In this assignment you will build a lexer - a program that reads a text file and breaks it up into units called tokens. You will do this both from scratch and using a program that writes your lexer for you based on a regular expression grammar you provide.
Empty.nocaf
Algebra.decaf
Notice that there is a hierarchical structure to the files - that is, some of them are in subdirectories. This is indicated by the indenting level of the lists in this section. When you download the files you should maintain this directory structure. One reason is that each problem involves creating a class called Lexer
- and they are different classes. Another reason is it will make it easier to grade the handed in versions. When you turn in your results you should use the turnin
command on the directory that contains all these files.
The classes in P1.java
code for a lexer that recognizes the lexicon of Nocaf, an almost invisible subset of Java. You are to upgrade it to recognize the lexicon of Decaf, and to skip both //
and /*
comments. A correct solution will be able to read the provided file Algebra.decaf
.
The Decaf lexicon is as follows:
class
else
if
int
boolean
return
static
while
true
false
;
,
(
)
{
}
=
+
-
*
/
%
==
!=
||
&&
Although we listed "true" and "false" with the keywords, formally they are not keywords. They are boolean literals.
This problem shouldn't be too hard once you see how the basic framework works. The most difficult part will be to accomodate the multi-character operators. As it is now, when the Lexer encounters a non-letter non-number character, it immediately grabs it, assumes it's done, and notifies the Token. This needs to change.
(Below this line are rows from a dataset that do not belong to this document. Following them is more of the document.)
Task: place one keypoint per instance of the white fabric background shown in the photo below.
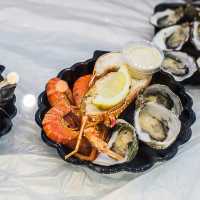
(38, 38)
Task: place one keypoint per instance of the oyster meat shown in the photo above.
(156, 126)
(180, 65)
(196, 34)
(173, 37)
(161, 94)
(167, 17)
(123, 141)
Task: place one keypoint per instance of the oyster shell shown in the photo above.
(7, 87)
(192, 12)
(180, 65)
(198, 62)
(161, 94)
(196, 34)
(167, 17)
(156, 126)
(123, 141)
(173, 37)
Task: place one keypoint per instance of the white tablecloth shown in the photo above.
(38, 39)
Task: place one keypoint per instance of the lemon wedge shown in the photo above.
(112, 89)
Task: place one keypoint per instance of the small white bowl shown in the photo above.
(143, 58)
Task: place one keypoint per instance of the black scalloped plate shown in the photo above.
(7, 111)
(188, 46)
(146, 156)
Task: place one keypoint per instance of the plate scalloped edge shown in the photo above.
(146, 156)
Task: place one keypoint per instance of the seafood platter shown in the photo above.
(177, 33)
(7, 100)
(112, 113)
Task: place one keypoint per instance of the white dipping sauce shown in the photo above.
(143, 57)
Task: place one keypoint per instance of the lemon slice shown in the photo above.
(113, 88)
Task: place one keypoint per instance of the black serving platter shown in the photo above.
(7, 111)
(146, 156)
(188, 47)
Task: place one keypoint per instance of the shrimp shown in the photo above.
(85, 140)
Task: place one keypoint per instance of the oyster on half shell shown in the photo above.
(180, 65)
(173, 37)
(123, 141)
(156, 126)
(167, 17)
(163, 95)
(195, 38)
(7, 87)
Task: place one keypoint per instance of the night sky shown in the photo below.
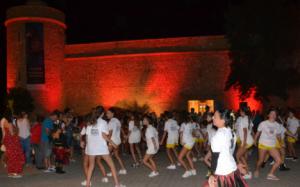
(97, 20)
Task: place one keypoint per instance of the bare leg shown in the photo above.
(146, 162)
(117, 155)
(276, 155)
(190, 160)
(132, 152)
(181, 155)
(100, 165)
(90, 170)
(111, 165)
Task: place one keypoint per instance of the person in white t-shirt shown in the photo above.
(171, 130)
(114, 126)
(225, 171)
(151, 136)
(211, 131)
(97, 137)
(292, 127)
(268, 134)
(245, 140)
(187, 140)
(134, 139)
(86, 158)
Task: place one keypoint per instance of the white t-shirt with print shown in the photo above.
(171, 126)
(114, 125)
(269, 132)
(222, 142)
(96, 144)
(211, 132)
(135, 133)
(187, 130)
(241, 123)
(293, 125)
(151, 132)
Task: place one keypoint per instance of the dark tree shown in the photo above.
(264, 38)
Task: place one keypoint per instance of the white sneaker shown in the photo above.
(120, 185)
(153, 174)
(248, 176)
(104, 180)
(186, 174)
(171, 167)
(83, 183)
(193, 172)
(109, 174)
(123, 172)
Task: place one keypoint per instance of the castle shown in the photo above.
(169, 73)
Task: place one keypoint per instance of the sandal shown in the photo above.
(272, 177)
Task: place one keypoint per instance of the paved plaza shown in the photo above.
(139, 177)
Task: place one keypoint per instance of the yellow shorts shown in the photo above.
(171, 146)
(199, 140)
(188, 147)
(265, 147)
(291, 139)
(279, 145)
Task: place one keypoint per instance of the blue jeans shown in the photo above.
(26, 149)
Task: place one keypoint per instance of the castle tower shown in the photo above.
(35, 52)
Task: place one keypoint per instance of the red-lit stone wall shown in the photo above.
(163, 73)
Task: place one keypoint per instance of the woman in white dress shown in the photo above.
(97, 137)
(134, 139)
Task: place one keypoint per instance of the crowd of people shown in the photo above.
(223, 140)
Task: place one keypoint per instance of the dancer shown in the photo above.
(292, 126)
(225, 171)
(134, 139)
(152, 146)
(268, 133)
(187, 141)
(97, 137)
(171, 130)
(211, 131)
(245, 139)
(114, 126)
(15, 158)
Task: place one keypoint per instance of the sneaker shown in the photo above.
(248, 176)
(123, 172)
(208, 174)
(171, 167)
(48, 170)
(193, 172)
(153, 174)
(283, 167)
(120, 185)
(186, 174)
(109, 174)
(104, 180)
(83, 183)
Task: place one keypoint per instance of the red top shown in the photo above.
(36, 132)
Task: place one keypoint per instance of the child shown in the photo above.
(60, 150)
(153, 146)
(171, 129)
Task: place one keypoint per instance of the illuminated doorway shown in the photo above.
(200, 105)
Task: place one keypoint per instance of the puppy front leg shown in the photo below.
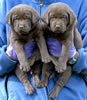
(43, 49)
(22, 76)
(63, 58)
(19, 49)
(63, 78)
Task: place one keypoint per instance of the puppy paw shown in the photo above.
(42, 83)
(29, 89)
(25, 66)
(61, 67)
(54, 92)
(36, 81)
(46, 58)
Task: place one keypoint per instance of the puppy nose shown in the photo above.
(57, 26)
(21, 26)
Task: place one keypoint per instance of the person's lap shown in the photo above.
(75, 89)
Set up the directory hierarchy and download the files. Then issue the following commands at the Unix prompt:
% cd <your Programming Assignment 1 directory>/p1 % javac P1.java % java P1 ../Empty.nocaf
You should get the following output:
Class "Empty" L-brace Static Int "nothing" L-paren R-paren L-brace R-brace R-brace
The program has digested the input file, which contains a small source text written in Nocaf. The file P1.java
defines three classes:
Scanner
- This class takes care of reading in the source text and feeding its characters to its client, which in this case is Lexer
.Lexer
- This class creates new Tokens
and fills up their spelling
field with characters provided by a Scanner
. It has some primitive knowledge of the language: how to distinguish words, numbers, symbols, and whitespace.Token
- Once a Token
's spelling is set, the Token
decides for itself what kind of token it is and sets its type
field accordingly. The details of the language's lexicon are in here.We will be using this framework for subsequent stages of the programming project; you will be provided with a correct version that incorporates some other useful features. Most notable of these is keeping track of line and character numbers, which makes error messages a lot more useful.
Create a lexer for the same lexicon, but using the automated tool JLex.
The source code (in Java) and documentation for this tool is available at http://www.cs.princeton.edu/~appel/modern/java/JLex. The CS-160 home directory has a pre-compiled version of this tool.
The JLex specification file for recognizing the lexicon of Nocaf is provided for you as P2.jlx
. It should be pretty easy to extend it to recognize Decaf; probably easier than your solution to Problem 1.
(The code for recognizing and skipping comments is already included for you. Explain the meaning of each term in the regular expressions for COMMENT1
and COMMENT2
. Put this explanation in a file called explain
and include it in the p2
directory when you hand in your assignment.)
Do the following:
% cd <your Programming Assignment 1 directory>/p2 % setenv CLASSPATH ".:/fs/cs-cls/cs160/lib" % java JLex.Main P2.jlx % javac P2.jlx.java % java P2 ../Empty.nocaf
You should get the same output you did when running the first program on the nocaf file, except with the additional token "Eof
" at the end.
The documentation provided with this tool is not the greatest. (For example, § 2.3.2 says the characters / ;
and =
are metacharacters for its regular expressions, but doesn't say what for.) However, the template provided in P2.jlx
gives you a good start. Here is a brief description of its contents.
The first section of the file (before the first %%
marker) is Java source that will be copied verbatim into the Lexer that the tool generates. Here we define a simple Token type, with identical fields to the one used in Problem 1. But this is a "dumb" token, without any methods except constructors. Also provided in this section is a main method that instantiates the Lexer by passing in a FileInputStream
. (That's undocumented; to figure it out you have to read the output Java code created by the tool.)
The second section contains directives - instructions about what sorts of regular expressions are to be recognized, and how the Java classes are to be named.
The third section contains the actions - what the Lexer is supposed to do when it recognizes the spellings of specific tokens. In some of these actions, we make a call to yylex()
, a method that returns a String
with the spelling of the token; the method is described in § 2.3.3.3.